Les indices de volatilité et les spreads évoluent au rythme des taux, par vagues successives. Ils sont actuellement dans un creux mais, paradoxalement, la probabilité d'une période de turbulences est devenue élevée. Les stratégies et actifs défensifs auront l'avantage dès la prochaine vague.
Depuis octobre 2022, les investisseurs acceptent de prendre davantage de risques dans leurs placements financiers. Cette meilleure tolérance à l'incertitude, surnommée «risk-on», a permis la progression régulière des marchés actions, ceux-ci s'arrogeant quelque 50% en à peine plus de 18 mois. La confiance des investisseurs est également visible dans les indices de volatilité et sur les marchés obligataires. La dispersion des titres cotés (VIX), mesurée par l'écart-type des performances des 503 actions composant l'indice S&P, est désormais proche de ses plus bas niveaux historiques. Quant aux écarts de rendements entre les obligations d'entreprises et les bons du Trésor, ils se sont littéralement écrasés. La prime allouée aux détenteurs de corporates a rarement été aussi faible pour le risque additionnel de défaut qu'ils encourent (cf.

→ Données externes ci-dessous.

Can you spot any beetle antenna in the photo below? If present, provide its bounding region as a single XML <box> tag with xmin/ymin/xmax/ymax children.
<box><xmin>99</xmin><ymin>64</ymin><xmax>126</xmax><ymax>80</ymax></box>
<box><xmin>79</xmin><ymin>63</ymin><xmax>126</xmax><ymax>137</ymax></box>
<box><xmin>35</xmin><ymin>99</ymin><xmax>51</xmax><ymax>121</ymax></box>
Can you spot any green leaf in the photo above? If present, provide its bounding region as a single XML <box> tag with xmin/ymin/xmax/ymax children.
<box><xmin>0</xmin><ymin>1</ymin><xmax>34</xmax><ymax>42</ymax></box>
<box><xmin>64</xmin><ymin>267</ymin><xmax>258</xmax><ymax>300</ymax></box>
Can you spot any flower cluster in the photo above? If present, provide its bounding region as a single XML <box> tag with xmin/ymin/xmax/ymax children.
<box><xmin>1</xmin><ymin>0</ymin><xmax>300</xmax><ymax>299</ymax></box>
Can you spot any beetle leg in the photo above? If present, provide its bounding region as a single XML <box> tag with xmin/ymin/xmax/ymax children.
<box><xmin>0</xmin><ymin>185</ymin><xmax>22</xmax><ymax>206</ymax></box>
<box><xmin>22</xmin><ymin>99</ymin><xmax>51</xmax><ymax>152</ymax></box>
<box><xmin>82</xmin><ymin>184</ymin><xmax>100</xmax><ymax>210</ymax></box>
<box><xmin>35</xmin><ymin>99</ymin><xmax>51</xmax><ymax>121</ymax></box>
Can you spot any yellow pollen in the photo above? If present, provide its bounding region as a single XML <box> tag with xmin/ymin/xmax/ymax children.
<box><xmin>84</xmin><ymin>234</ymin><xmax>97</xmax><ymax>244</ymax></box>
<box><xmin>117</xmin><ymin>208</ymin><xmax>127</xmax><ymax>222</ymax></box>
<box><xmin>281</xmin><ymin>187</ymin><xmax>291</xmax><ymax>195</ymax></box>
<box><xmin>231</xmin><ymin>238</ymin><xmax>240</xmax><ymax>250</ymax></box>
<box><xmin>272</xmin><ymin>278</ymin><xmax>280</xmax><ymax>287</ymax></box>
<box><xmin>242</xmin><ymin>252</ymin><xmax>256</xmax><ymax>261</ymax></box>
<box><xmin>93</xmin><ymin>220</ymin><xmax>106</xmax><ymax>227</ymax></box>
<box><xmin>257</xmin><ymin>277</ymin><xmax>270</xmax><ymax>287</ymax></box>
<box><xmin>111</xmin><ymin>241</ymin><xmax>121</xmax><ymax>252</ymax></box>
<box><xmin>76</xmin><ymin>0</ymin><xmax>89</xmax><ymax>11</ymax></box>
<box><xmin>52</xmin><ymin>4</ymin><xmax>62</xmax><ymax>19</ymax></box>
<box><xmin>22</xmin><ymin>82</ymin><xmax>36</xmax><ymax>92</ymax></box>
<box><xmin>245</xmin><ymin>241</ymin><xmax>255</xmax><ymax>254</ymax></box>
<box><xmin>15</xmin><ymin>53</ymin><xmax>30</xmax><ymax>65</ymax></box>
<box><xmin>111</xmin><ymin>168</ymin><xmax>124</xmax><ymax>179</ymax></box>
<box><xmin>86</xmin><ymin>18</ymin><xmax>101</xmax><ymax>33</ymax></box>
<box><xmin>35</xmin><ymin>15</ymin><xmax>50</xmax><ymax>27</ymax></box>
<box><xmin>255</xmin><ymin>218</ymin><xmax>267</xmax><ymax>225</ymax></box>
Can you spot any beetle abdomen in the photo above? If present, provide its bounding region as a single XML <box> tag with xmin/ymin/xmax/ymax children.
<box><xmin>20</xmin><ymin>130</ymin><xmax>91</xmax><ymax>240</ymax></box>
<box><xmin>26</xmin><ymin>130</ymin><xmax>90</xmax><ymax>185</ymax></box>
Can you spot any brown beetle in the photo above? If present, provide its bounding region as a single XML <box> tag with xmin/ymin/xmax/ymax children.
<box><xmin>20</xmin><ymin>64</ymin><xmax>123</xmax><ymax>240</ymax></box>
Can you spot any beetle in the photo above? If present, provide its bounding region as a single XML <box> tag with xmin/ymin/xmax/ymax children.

Graphique 1).
Graphique 1 – Ecart de rendements obligataires, volatilité des actions & taux directeurs de la Réserve fédérale
Source: Bloomberg, Atlantic Derivatives
La faiblesse de ces spreads est d'autant plus frappante que le rendement de l'actif «sans risque» a fortement progressé au cours des dernières années. Le meilleur moyen d'illustrer ce phénomène est de calculer la contribution des spreads en pourcentage du rendement total délivré par les obligations d'entreprises. Le poids du spread n'a quasiment jamais été si minuscule (cf. graphique 2).
Graphiques 2 & 3 – Poids du spread dans le taux des obligations corporates & création d'emplois aux Etats-Unis
Source: Bloomberg, Atlantic Derivatives
Au-delà du fait que la tolérance des investisseurs aux incertitudes et au stress n'est pas linéaire, et qu'un environnement «risk-on» peut très rapidement basculer en «risk-off», deux facteurs macroéconomiques incitent à la vigilance:
- L'activité économique ralentit, notamment les créations d'emplois (cf. graphique 3), ce qui pourrait faire chuter les indicateurs avancés d'activité, avant-même qu'ils aient réussi à s'installer en zone d'expansion. Moins de croissance signifiant moins de revenus pour les entreprises, la capacité de ces dernières à rémunérer les actionnaires et à rembourser leurs dettes se détériorerait. Ainsi, la volatilité et les spreads de crédit augmenteraient.
- La politique monétaire est restrictive, de manière à lutter contre le dérapage de l'inflation. La rigueur des banques centrales a tendance à provoquer des périodes de turbulences sur les marchés financiers (cf. graphique 1). Au vu de la rapidité et de l'amplitude du mouvement de hausse des taux directeurs, il est très probable que la volatilité et les spreads rebondissent durablement au cours des deux prochaines années.
C'est lorsque la mer est anormalement calme que le marin doit identifier les ports de repli. Pour les investisseurs, il s'agit de considérer les obligations souveraines et les stratégies de couverture optionnelles avant qu'une tempête économique et financière favorise durablement l'écartement des spreads et un régime de volatilité plus élevé.